Barriers to Quality at Wikipedia (and potentially other Wiki projects)

No, there's not a way to set it up so that only additive content is allowed. Wikis are about allowing people to edit and not restricting editing. They're about the community as a whole writing a better article than one person.  :)

~Philippe (WMF)00:19, 3 December 2009

Philippe

I do understand how wiki's work. I am trying to understand if Wiki's can be used as additive discussion boards where the information is better organized and easier to load, i.e. less computer resource intensive, and thus perhaps more productive that the LT type of forum.

It has been tossed around that content may need to be locked at some point after it is authored and edited. That led me to believe that a strategic planning wiki may have the capability of being partially locked and being edited.

The point of the type of wiki I am talking about IS about MANY people contributing. I think you are not understanding what I have been proposing. If someone can contribute, like on LT, but the content is then uneditable, the wiki/LT becomes a cummulative "idea sheet" rather than a place where someone posts an idea and it might disappear or become changed because someone did not agree, did not like it or wanted to refine it. to How about, instead of editing capabilities on a strategy wiki, people could comment on that in an outline level on a wiki? that would take away the ponderous nature of LT that many of us are not liking and would allow us to better organize and more easily organize our thoughts. It would also leave a "trail" that was not in history, making it easier for non-wiki-warriors to see all the information without reading through code.

I am TRYING to put in place some procedures right here and now to test their usability prior to making recommendations of new ways to work to improve quality on Wikipedia. It seems to me that this would be a really good place to try some things out. I would really like to start seeing people thinking outside the box, as cliche as that is, to put themselves in other peoples' shoes to get a better understanding of what the non-wiki-warrior experience is like and how we might improve the experience to attract and retain those Wikipedia NEEDS to progress.

I am identifying a problem I keep running into. Wikipedia wants contributions, it wants strategic reocmmendations, it wants us to work to make things better. But it seems that every time I propose something that isnt currently part of the Wikipedia culture or might be an experiment someone pushes back at me and says "no, that isnt the way we do it here." Well if what Wikipedia DID HERE was so successful then we wouldnt be having these strategic task forces. So how about someone says YES to me once in a while instead of NO. I am very tired of hearing NO. I am just like all of the other new users who get "pissed off" on Wikipedia. After a while of hearing NO I will start to think that my contributions have no value, that the system really isnt interested in change and that Wikipedia is just a bunch of young single guys with nothing better to do that to write content for an encyclopedia whose approach and interface is already outdated. The fact that I have to get outraged is not a good sign. Outrage is NOT my M.O. it is what i USE to push appropriate change.

If I am going to get outraged, I can meet with Mayor Heidi Davidson about not enough handicapped parking spaces in Athens and my time might be better spent.

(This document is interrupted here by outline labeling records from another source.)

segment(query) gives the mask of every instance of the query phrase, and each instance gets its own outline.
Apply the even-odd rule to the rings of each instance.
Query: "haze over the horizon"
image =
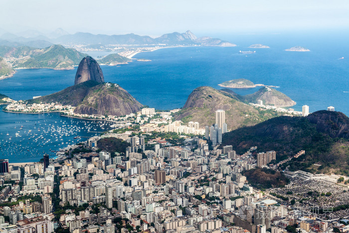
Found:
[[[70,33],[153,36],[189,29],[202,36],[349,27],[345,0],[2,0],[0,8],[0,34],[60,27]]]

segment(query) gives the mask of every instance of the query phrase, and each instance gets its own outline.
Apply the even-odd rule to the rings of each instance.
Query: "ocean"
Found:
[[[317,39],[316,36],[314,34],[306,40],[279,34],[229,35],[227,36],[230,38],[227,40],[238,46],[164,48],[140,53],[134,57],[151,61],[135,61],[128,64],[102,66],[101,68],[106,82],[119,84],[142,104],[157,109],[182,107],[188,96],[197,87],[210,86],[220,89],[218,84],[242,78],[254,83],[279,86],[276,89],[297,102],[296,105],[292,107],[296,110],[301,111],[302,106],[305,104],[309,106],[310,112],[333,106],[336,111],[349,115],[349,47],[344,38],[330,43],[327,40],[335,41],[334,36],[328,35],[321,39]],[[270,48],[247,48],[253,43],[263,43]],[[305,47],[311,51],[284,51],[296,45]],[[256,53],[242,54],[238,53],[240,50],[255,50]],[[97,56],[97,54],[91,55]],[[340,59],[342,57],[344,58]],[[76,71],[76,68],[18,70],[13,77],[0,80],[0,93],[15,100],[50,94],[73,85]],[[233,90],[244,95],[259,88]],[[0,134],[0,142],[8,141],[7,131],[14,132],[13,122],[23,122],[30,119],[31,123],[27,127],[32,128],[34,122],[47,119],[63,127],[63,122],[70,120],[63,118],[54,114],[49,114],[48,117],[42,114],[28,115],[0,111],[0,132],[2,133]],[[79,122],[76,120],[70,123],[81,126]],[[94,124],[95,127],[99,124]],[[82,130],[76,131],[74,135],[87,133]],[[62,142],[71,143],[69,140],[72,139],[68,137]],[[60,145],[47,147],[42,151],[56,150]],[[31,150],[32,147],[29,147],[25,150]],[[20,151],[11,153],[20,155]],[[28,158],[27,160],[38,160],[43,151],[40,149],[37,152],[38,157],[33,156],[32,160]],[[8,152],[0,152],[1,158],[10,156]],[[20,156],[17,159],[10,158],[10,162],[22,162],[23,159]]]

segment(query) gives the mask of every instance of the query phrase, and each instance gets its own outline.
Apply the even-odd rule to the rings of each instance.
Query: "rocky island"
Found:
[[[270,47],[262,44],[251,44],[251,45],[249,46],[248,47],[250,48],[268,48]]]
[[[11,66],[0,57],[0,80],[12,77],[15,72]]]
[[[256,86],[252,82],[244,78],[227,81],[218,84],[218,86],[230,88],[253,88]]]
[[[310,50],[308,48],[301,46],[296,46],[292,48],[288,48],[287,49],[285,49],[285,51],[290,51],[292,52],[309,52]]]

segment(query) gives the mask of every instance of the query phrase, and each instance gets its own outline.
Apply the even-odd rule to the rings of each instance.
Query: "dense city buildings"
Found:
[[[152,109],[139,113],[134,120],[165,122]],[[239,154],[231,145],[221,144],[224,111],[215,114],[216,123],[204,129],[193,121],[183,126],[171,121],[159,131],[150,125],[119,126],[55,157],[45,155],[40,162],[1,160],[0,231],[347,231],[346,225],[332,220],[345,219],[347,209],[316,213],[314,206],[349,202],[348,178],[335,187],[338,179],[330,176],[281,170],[284,163],[304,156],[304,150],[281,161],[275,151],[262,152],[256,146]],[[181,130],[202,133],[178,134]],[[269,188],[251,182],[268,176],[273,181],[268,182],[274,182],[273,176],[283,181],[283,176],[291,182]]]

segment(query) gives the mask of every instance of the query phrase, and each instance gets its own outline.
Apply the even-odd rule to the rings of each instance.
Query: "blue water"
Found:
[[[37,162],[44,154],[86,141],[109,129],[110,123],[61,117],[58,113],[10,113],[0,106],[0,158],[10,163]],[[105,124],[103,125],[105,123]]]
[[[349,93],[345,92],[349,91],[349,47],[345,41],[348,38],[317,36],[305,39],[278,34],[233,35],[228,40],[239,44],[237,47],[165,48],[139,53],[134,57],[151,61],[101,68],[106,81],[119,84],[143,104],[158,109],[182,107],[198,86],[220,89],[217,85],[224,81],[244,78],[255,83],[280,86],[276,89],[297,102],[293,107],[297,110],[301,110],[304,104],[310,106],[311,112],[332,105],[336,111],[349,115]],[[253,43],[263,43],[271,48],[253,49],[256,52],[252,54],[238,53],[248,50],[247,47]],[[311,51],[284,50],[296,45]],[[339,59],[342,57],[345,58]],[[13,77],[0,80],[0,93],[16,100],[47,95],[72,85],[75,72],[76,69],[18,70]],[[233,90],[247,94],[258,89]],[[66,120],[58,115],[51,114],[50,117],[60,126],[63,125],[60,121]],[[47,117],[0,112],[2,124],[0,132],[3,133],[0,141],[6,139],[3,133],[13,126],[13,121],[27,118],[37,121]],[[72,124],[79,125],[79,122],[76,120]],[[9,128],[4,128],[3,124]],[[67,139],[63,142],[71,142]],[[8,155],[0,154],[0,158],[6,156]]]

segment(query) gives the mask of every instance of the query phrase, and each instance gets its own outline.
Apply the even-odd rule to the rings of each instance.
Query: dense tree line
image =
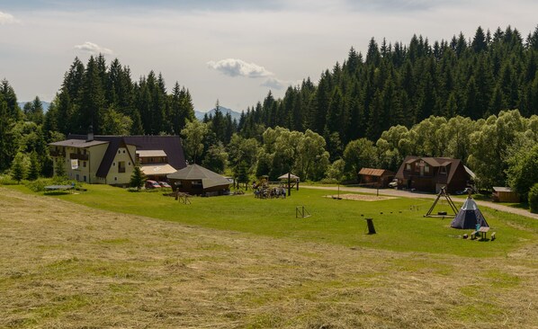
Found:
[[[191,94],[176,82],[167,93],[162,75],[150,71],[133,82],[130,69],[103,55],[78,59],[64,75],[46,119],[47,130],[102,135],[179,134],[194,120]]]
[[[365,57],[352,48],[318,85],[308,78],[282,99],[269,93],[247,109],[238,129],[252,138],[260,127],[309,129],[336,150],[335,159],[352,140],[375,141],[390,127],[411,128],[431,115],[538,114],[537,67],[538,27],[525,39],[510,26],[493,33],[479,27],[472,39],[460,33],[433,44],[416,35],[407,45],[372,39]]]
[[[288,171],[356,180],[362,167],[396,171],[415,155],[462,159],[480,187],[526,195],[538,165],[537,71],[538,28],[525,40],[511,27],[433,46],[421,36],[405,46],[372,39],[365,58],[351,49],[317,85],[307,78],[282,99],[270,92],[238,122],[217,101],[198,121],[188,90],[175,83],[167,93],[160,74],[133,82],[118,59],[76,58],[46,114],[37,97],[20,109],[2,82],[0,171],[50,173],[46,144],[92,125],[97,134],[181,134],[190,163],[245,182]]]

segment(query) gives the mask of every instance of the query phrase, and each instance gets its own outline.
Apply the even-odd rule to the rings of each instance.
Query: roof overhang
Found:
[[[140,165],[140,170],[147,176],[165,175],[175,173],[176,170],[168,164]]]

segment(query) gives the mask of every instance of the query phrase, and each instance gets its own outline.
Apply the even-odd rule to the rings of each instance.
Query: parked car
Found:
[[[151,180],[146,181],[146,188],[147,189],[160,189],[161,185],[158,182]]]
[[[169,183],[167,183],[166,182],[158,182],[158,183],[161,185],[161,187],[163,188],[166,188],[166,189],[171,189],[172,186],[170,186]]]
[[[389,182],[389,187],[396,188],[398,187],[398,178],[392,180],[392,182]]]

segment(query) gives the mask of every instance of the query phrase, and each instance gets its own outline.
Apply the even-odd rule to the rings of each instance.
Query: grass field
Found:
[[[469,241],[431,200],[327,194],[0,188],[0,327],[535,327],[536,220],[482,209]]]

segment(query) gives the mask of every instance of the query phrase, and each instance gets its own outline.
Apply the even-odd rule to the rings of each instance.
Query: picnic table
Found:
[[[479,228],[479,233],[480,234],[480,240],[485,240],[487,236],[488,236],[488,231],[489,231],[489,227],[480,227],[480,228]]]
[[[75,189],[74,185],[49,185],[45,186],[45,192],[56,191],[69,191],[69,192],[72,193],[73,189]]]

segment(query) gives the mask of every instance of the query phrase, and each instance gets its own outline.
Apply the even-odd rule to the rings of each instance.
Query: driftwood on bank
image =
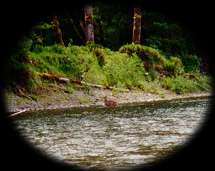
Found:
[[[26,111],[27,111],[27,109],[24,109],[24,110],[15,112],[15,113],[13,113],[13,114],[10,114],[9,117],[13,117],[13,116],[19,115],[19,114],[21,114],[21,113],[23,113],[23,112],[26,112]]]
[[[122,92],[129,92],[128,89],[92,84],[92,83],[88,83],[88,82],[81,81],[81,80],[72,80],[72,79],[69,79],[66,77],[59,77],[57,75],[49,74],[49,73],[39,73],[38,75],[44,79],[57,81],[59,83],[75,83],[75,84],[79,84],[79,85],[83,85],[83,86],[95,87],[95,88],[100,88],[100,89],[110,89],[110,90],[118,90],[118,91],[122,91]]]

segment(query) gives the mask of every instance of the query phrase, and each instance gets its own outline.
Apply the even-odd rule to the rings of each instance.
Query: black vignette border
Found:
[[[62,163],[56,163],[42,156],[39,152],[23,142],[16,131],[12,129],[10,121],[5,114],[3,89],[7,86],[4,82],[7,77],[8,57],[13,53],[18,40],[41,17],[53,12],[61,12],[64,9],[81,6],[94,1],[32,1],[32,2],[6,2],[1,6],[1,62],[0,62],[0,133],[1,133],[1,170],[81,170],[78,167],[70,167]],[[160,11],[173,19],[179,20],[191,32],[200,53],[207,58],[210,73],[214,76],[213,61],[213,5],[209,0],[136,0],[136,1],[102,1],[104,3],[131,3]],[[148,167],[138,167],[133,170],[209,170],[214,168],[212,155],[214,152],[214,99],[208,110],[208,117],[202,130],[198,132],[192,143],[174,157],[161,163]]]

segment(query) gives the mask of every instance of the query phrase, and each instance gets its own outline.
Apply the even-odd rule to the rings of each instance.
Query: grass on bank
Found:
[[[192,72],[186,72],[180,57],[166,56],[143,45],[128,44],[118,51],[96,44],[37,46],[23,54],[13,58],[13,71],[16,79],[22,79],[25,82],[22,86],[31,92],[50,82],[39,73],[158,94],[163,89],[179,94],[210,90],[210,77],[196,69],[199,62],[193,64]],[[66,88],[73,92],[72,85]]]

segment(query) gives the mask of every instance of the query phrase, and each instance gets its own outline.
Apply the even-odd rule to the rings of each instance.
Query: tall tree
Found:
[[[141,9],[134,7],[132,43],[140,44],[141,40]]]
[[[94,42],[93,7],[91,5],[84,7],[84,22],[86,43]]]
[[[57,43],[64,46],[62,31],[60,29],[60,23],[56,15],[54,15],[52,18],[52,24],[53,24],[54,35],[57,40]]]

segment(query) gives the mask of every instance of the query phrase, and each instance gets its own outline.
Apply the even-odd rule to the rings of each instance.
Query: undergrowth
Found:
[[[180,57],[166,56],[159,49],[143,45],[124,45],[118,51],[96,44],[38,45],[33,49],[28,45],[25,52],[17,53],[12,59],[16,79],[23,79],[25,73],[27,81],[22,86],[29,91],[47,81],[39,76],[40,73],[157,94],[162,94],[163,89],[176,93],[207,91],[211,83],[209,76],[199,73],[198,62],[192,63],[195,70],[185,72],[189,69],[184,68]],[[188,77],[188,73],[194,78]],[[67,89],[69,93],[73,92],[73,88]]]

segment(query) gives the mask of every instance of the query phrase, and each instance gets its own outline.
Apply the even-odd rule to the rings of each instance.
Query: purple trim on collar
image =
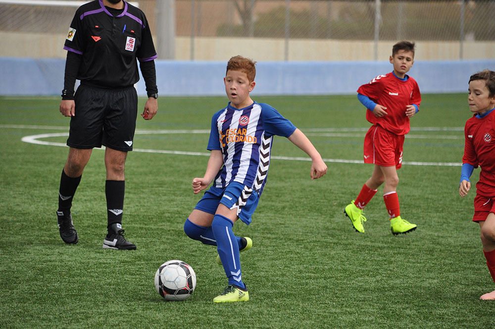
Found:
[[[148,57],[147,58],[138,58],[139,61],[150,61],[150,60],[153,60],[153,59],[156,59],[158,58],[158,55],[156,55],[154,56],[151,56],[151,57]]]
[[[80,52],[78,50],[76,50],[75,49],[73,49],[72,48],[70,48],[69,47],[68,47],[66,46],[63,46],[63,49],[64,50],[67,51],[72,52],[72,53],[75,53],[76,54],[80,55],[83,55],[83,52]]]
[[[103,4],[103,0],[99,0],[99,5],[101,7],[101,9],[105,13],[106,13],[107,15],[108,15],[108,16],[111,16],[113,17],[113,15],[112,15],[111,13],[108,11],[107,9],[105,8],[105,5]],[[122,10],[122,12],[121,12],[120,14],[119,14],[118,15],[116,16],[116,17],[121,17],[124,15],[125,15],[126,13],[127,13],[127,2],[125,2],[125,1],[123,1],[122,2],[124,2],[124,10]]]
[[[127,5],[127,3],[126,4]],[[129,17],[131,17],[131,18],[135,20],[136,22],[139,23],[140,25],[141,25],[141,26],[143,27],[143,28],[145,28],[145,27],[146,27],[146,26],[145,26],[145,24],[143,24],[143,21],[142,21],[141,19],[134,16],[132,14],[130,14],[128,12],[126,12],[125,13],[125,15],[128,16]]]
[[[79,16],[79,19],[81,20],[83,20],[83,18],[84,18],[86,16],[88,16],[88,15],[93,15],[93,14],[98,14],[99,12],[101,12],[104,10],[104,9],[100,8],[99,9],[95,9],[94,10],[91,10],[90,11],[83,12],[83,14]]]

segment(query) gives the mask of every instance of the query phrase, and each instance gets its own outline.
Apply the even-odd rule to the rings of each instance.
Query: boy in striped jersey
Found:
[[[291,121],[267,104],[252,101],[255,62],[241,56],[229,60],[224,78],[230,102],[215,113],[207,149],[211,151],[204,175],[193,180],[195,194],[213,184],[184,223],[191,238],[217,246],[217,262],[228,278],[215,303],[244,301],[249,293],[243,281],[239,252],[252,246],[248,237],[232,230],[238,219],[247,224],[266,183],[273,136],[287,137],[312,160],[312,179],[322,177],[327,165],[309,140]]]

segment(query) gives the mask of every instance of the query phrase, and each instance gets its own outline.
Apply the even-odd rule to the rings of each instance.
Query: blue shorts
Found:
[[[231,182],[225,188],[210,187],[194,209],[213,215],[221,203],[229,209],[237,208],[237,217],[249,225],[259,200],[256,191],[241,183]]]

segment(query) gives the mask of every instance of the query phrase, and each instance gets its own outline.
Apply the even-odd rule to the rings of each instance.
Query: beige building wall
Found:
[[[63,50],[65,36],[59,34],[0,32],[3,45],[0,56],[31,58],[65,58]],[[156,40],[155,38],[155,40]],[[378,43],[379,60],[390,55],[392,41]],[[282,61],[285,56],[285,41],[282,39],[197,37],[194,39],[194,59],[225,61],[242,55],[260,61]],[[191,40],[177,37],[175,59],[189,60]],[[417,41],[416,58],[420,60],[456,60],[459,58],[460,45],[457,42]],[[289,60],[373,60],[374,43],[371,41],[291,39]],[[466,41],[463,47],[464,59],[495,58],[495,42]]]

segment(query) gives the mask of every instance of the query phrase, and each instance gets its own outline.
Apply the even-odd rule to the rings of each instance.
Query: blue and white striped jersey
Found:
[[[224,188],[236,181],[261,194],[266,182],[274,135],[288,137],[296,129],[268,104],[255,102],[240,109],[229,102],[211,119],[207,148],[221,150],[224,164],[213,186]]]

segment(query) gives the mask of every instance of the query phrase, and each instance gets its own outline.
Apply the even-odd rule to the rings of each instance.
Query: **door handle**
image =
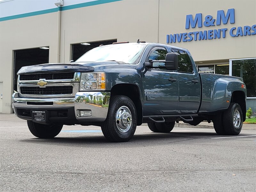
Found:
[[[168,79],[168,80],[171,81],[176,81],[177,80],[176,79],[173,79],[172,78],[170,78]]]

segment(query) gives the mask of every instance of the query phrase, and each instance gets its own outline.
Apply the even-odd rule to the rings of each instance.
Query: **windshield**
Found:
[[[76,61],[114,61],[134,64],[146,45],[125,43],[98,47],[88,51]]]

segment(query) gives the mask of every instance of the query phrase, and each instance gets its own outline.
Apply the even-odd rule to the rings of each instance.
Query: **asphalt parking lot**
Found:
[[[1,191],[256,191],[255,130],[140,126],[129,142],[112,143],[98,127],[40,139],[26,121],[0,116]]]

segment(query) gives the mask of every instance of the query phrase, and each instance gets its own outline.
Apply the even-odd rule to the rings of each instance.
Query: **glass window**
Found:
[[[193,68],[189,57],[185,51],[178,49],[172,49],[172,51],[178,53],[178,71],[185,73],[193,73]]]
[[[232,75],[242,77],[247,97],[256,97],[256,59],[232,61]]]
[[[96,47],[85,53],[76,62],[116,61],[134,64],[146,45],[124,43]]]
[[[153,49],[148,57],[148,60],[152,59],[155,60],[165,60],[165,55],[167,54],[167,51],[164,48],[157,48],[157,49]],[[154,62],[153,67],[164,67],[165,66],[164,63]]]
[[[199,65],[198,66],[199,72],[214,73],[214,65]]]
[[[215,73],[216,74],[228,75],[229,74],[229,64],[216,65],[215,66]]]

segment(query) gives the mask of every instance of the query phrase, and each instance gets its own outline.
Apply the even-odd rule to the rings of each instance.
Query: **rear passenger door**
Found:
[[[177,112],[181,114],[196,113],[200,104],[200,85],[199,75],[194,68],[188,54],[185,51],[172,49],[177,53],[179,101]]]

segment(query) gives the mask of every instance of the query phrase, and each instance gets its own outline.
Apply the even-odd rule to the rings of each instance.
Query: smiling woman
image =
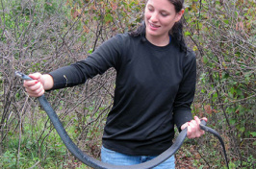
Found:
[[[168,1],[149,0],[145,8],[146,38],[157,46],[166,46],[169,42],[169,30],[178,22],[184,9],[178,12]]]
[[[138,30],[117,35],[84,60],[49,74],[31,74],[30,96],[85,84],[109,68],[116,70],[114,105],[104,129],[101,158],[115,165],[155,158],[172,145],[174,125],[190,138],[204,133],[192,120],[196,60],[182,35],[183,0],[148,0]],[[203,118],[207,121],[206,118]],[[155,169],[175,167],[174,157]]]

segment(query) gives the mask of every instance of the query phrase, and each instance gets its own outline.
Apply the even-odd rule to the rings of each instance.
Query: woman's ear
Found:
[[[176,13],[176,18],[175,18],[175,21],[176,22],[178,22],[180,19],[181,19],[181,17],[183,16],[183,14],[184,14],[184,12],[185,12],[185,10],[184,9],[182,9],[179,12],[177,12]]]

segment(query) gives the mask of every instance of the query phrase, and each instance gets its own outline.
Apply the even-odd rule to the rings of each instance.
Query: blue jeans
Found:
[[[153,159],[157,156],[130,156],[109,150],[102,146],[101,161],[114,165],[135,165]],[[174,156],[153,169],[175,169]]]

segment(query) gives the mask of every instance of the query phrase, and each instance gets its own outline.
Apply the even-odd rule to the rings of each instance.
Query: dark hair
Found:
[[[179,12],[183,8],[184,0],[168,0],[174,7],[175,12]],[[187,52],[187,44],[183,36],[183,24],[184,16],[176,22],[171,30],[169,30],[169,35],[172,36],[172,39],[176,41],[177,45],[180,47],[181,51]],[[145,22],[142,21],[141,24],[135,30],[129,33],[131,36],[139,36],[145,35]]]

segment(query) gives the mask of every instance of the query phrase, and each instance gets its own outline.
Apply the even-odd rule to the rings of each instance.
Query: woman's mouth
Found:
[[[160,27],[160,26],[155,25],[155,24],[153,24],[153,23],[149,23],[149,25],[150,25],[151,27],[153,27],[153,28],[159,28],[159,27]]]

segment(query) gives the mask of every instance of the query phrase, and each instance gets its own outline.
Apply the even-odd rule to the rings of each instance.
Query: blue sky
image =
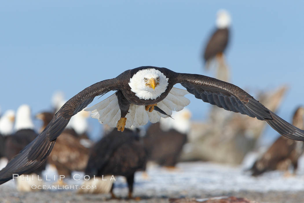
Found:
[[[68,99],[143,65],[215,76],[200,54],[221,8],[232,18],[232,82],[250,90],[288,85],[278,114],[288,121],[304,103],[303,2],[88,1],[1,1],[2,112],[26,103],[36,113],[49,108],[56,90]],[[210,105],[189,98],[194,119],[205,118]]]

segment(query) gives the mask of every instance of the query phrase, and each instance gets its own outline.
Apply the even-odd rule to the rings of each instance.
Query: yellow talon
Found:
[[[117,122],[116,128],[119,131],[123,132],[125,130],[125,126],[126,125],[126,122],[127,121],[126,118],[120,118],[118,122]]]
[[[146,110],[149,110],[149,112],[152,112],[152,111],[154,109],[154,107],[156,106],[157,106],[157,104],[147,105],[146,106]]]

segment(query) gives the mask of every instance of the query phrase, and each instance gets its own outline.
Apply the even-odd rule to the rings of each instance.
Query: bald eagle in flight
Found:
[[[89,110],[101,123],[111,126],[117,121],[118,130],[123,131],[126,126],[144,125],[148,120],[155,123],[161,116],[167,116],[153,111],[155,107],[168,115],[172,110],[182,109],[188,101],[183,96],[185,91],[173,87],[178,83],[204,102],[265,121],[281,135],[304,140],[304,131],[285,121],[238,87],[204,75],[177,73],[164,68],[142,66],[92,85],[68,100],[37,137],[0,171],[0,184],[12,179],[13,174],[29,172],[43,164],[71,117],[95,96],[116,91]],[[109,106],[110,108],[107,107]]]
[[[224,65],[223,54],[229,41],[229,28],[231,23],[230,16],[227,11],[223,9],[219,10],[216,16],[216,29],[207,43],[202,55],[206,68],[209,68],[211,61],[216,57],[220,64]]]

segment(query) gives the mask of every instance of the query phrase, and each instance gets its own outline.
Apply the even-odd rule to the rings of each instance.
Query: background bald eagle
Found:
[[[15,112],[10,110],[6,111],[0,117],[0,158],[5,156],[5,142],[8,136],[13,133],[15,120]]]
[[[90,177],[112,175],[125,177],[130,198],[134,174],[138,170],[144,170],[147,156],[137,132],[126,128],[121,133],[114,129],[92,148],[85,173]],[[112,185],[110,191],[115,198],[113,187]]]
[[[304,129],[304,107],[298,107],[295,112],[292,124],[300,129]],[[258,159],[250,170],[253,176],[274,170],[287,171],[290,166],[293,168],[295,174],[298,168],[298,161],[304,151],[304,142],[282,136],[279,137]]]
[[[43,121],[42,130],[50,121],[54,116],[52,114],[46,112],[36,115],[37,118]],[[71,133],[71,131],[72,133]],[[69,129],[64,131],[57,138],[57,144],[48,159],[48,162],[55,166],[59,175],[67,177],[70,176],[73,171],[84,170],[88,159],[89,149],[81,144],[82,139],[75,131]],[[64,184],[62,180],[57,183]]]
[[[190,130],[191,113],[184,109],[172,114],[174,119],[162,118],[148,128],[143,139],[148,160],[161,166],[174,166],[178,161]]]

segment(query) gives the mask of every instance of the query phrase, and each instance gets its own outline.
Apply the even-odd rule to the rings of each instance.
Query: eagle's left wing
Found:
[[[174,83],[180,83],[196,98],[226,110],[265,121],[282,135],[304,141],[304,131],[280,117],[238,87],[205,75],[177,73],[174,75]]]
[[[31,171],[43,163],[71,117],[92,102],[95,96],[120,88],[119,77],[92,85],[67,102],[36,138],[0,171],[0,184],[12,179],[13,174]]]

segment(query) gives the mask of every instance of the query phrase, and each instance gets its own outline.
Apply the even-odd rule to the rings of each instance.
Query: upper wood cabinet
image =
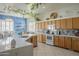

Please do nor write me any placating emails or posts. DO SOMETHING ABOUT the fact that it seems all I am hearing is NO's.

And by the way, I still assert that you do not give an otherwise untested technology, i.e. LT, which is time consuming, clunky and inappropriate, to a strategic group charged with fixing things. I don't think it is an issue of "eating our own dog food." I think it is an issue of if you want a quarterback to do a good job, you give him good shoes and good gloves. It just took 30 seconds for LT to give me a page preview.

Bhneihouse15:24, 3 December 2009

btw, I just waited another forty seconds for the page to save and refresh from adding the prior post. I am on a Dell Mini 10 which is my road warrior take anywhere laptop, lightweight, incredible battery life. This is the future. Smaller, less powerful computers, rather than larger more powerful computers. How can/does Wikipedia satisfy the Quality needs of users who are not using dual or quad processor systems with a ton of RAM? Why should I have to wait almost a minute for a page refresh on a project where I am contributing as a volunteer? What incentive to do I have to continue to work when the actual process of contributing is so cumbersome it makes me want to shut my computer and get a cup of coffee?

Someone say YES, that this issue matters, and fix it so we can have a more effective platform to contribute on.